The invisible Web, also known as the deep Web or dark matter, is an
important problem for Webometrics due to difficulties of conceptualization
and measurement. The invisible Web has been defined to be the part of the
Web that cannot be indexed by search engines, including databases and
dynamically generated pages. Some authors have recognized that this is a
quite subjective concept that depends on the point of view of the observer:
what is visible for one observer may be invisible for others. In the
generally accepted definition of the invisible Web, only the point of view
search engines has been taken into account. Search engines are considered to
be the eyes of the Web, both for measuring and searching. 

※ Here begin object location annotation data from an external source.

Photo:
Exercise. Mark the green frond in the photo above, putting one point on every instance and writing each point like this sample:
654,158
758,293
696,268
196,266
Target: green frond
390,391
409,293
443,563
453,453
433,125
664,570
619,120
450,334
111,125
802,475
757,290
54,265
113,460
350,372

In addition to commercial search engines, other tools have also been used
for quantitative studies of the Web, such as commercial and academic
crawlers. Commercial crawlers are programs developed by software companies
for other purposes than Webometrics, such as Web sites management, but might
also be used for crawling Web sites and reporting on their characteristics
(size, hypertext structure, embedded resources, etc). Academic crawlers are
programs developed by academic institutions for measuring Web sites for
Webometric purposes. 

In this paper, Sherman and Price's "truly invisible Web" is studied from the
point of view of crawlers. The truly invisible Web consists of pages that
cannot be indexed for technical reasons. Crawler parameters are
significantly different to search engines, due to different design purposes
resulting in different technical specifications. In addition, huge
differences among crawlers on their coverage of the Web have been
demonstrated in previous investigations. Both aspects are clarified though
an experiment in which different Web sites, including diverse file formats
and built with different types of Web programming, are analyzed, on a set
date, with seven commercial crawlers (Astra SiteManager, COAST WebMaster,
Microsoft Site Analyst, Microsoft Content Analyzer, WebKing, Web Trends and
Xenu), and an academic crawler (SocSciBot). Each Web site had been
previously copied to a hard disk, using a file-retrieving tool, in order to
compare them with the data obtained by crawlers. The results are reported
and analyzed in detail to produce a definition and classification of the
invisible Web for commercial and academic crawlers.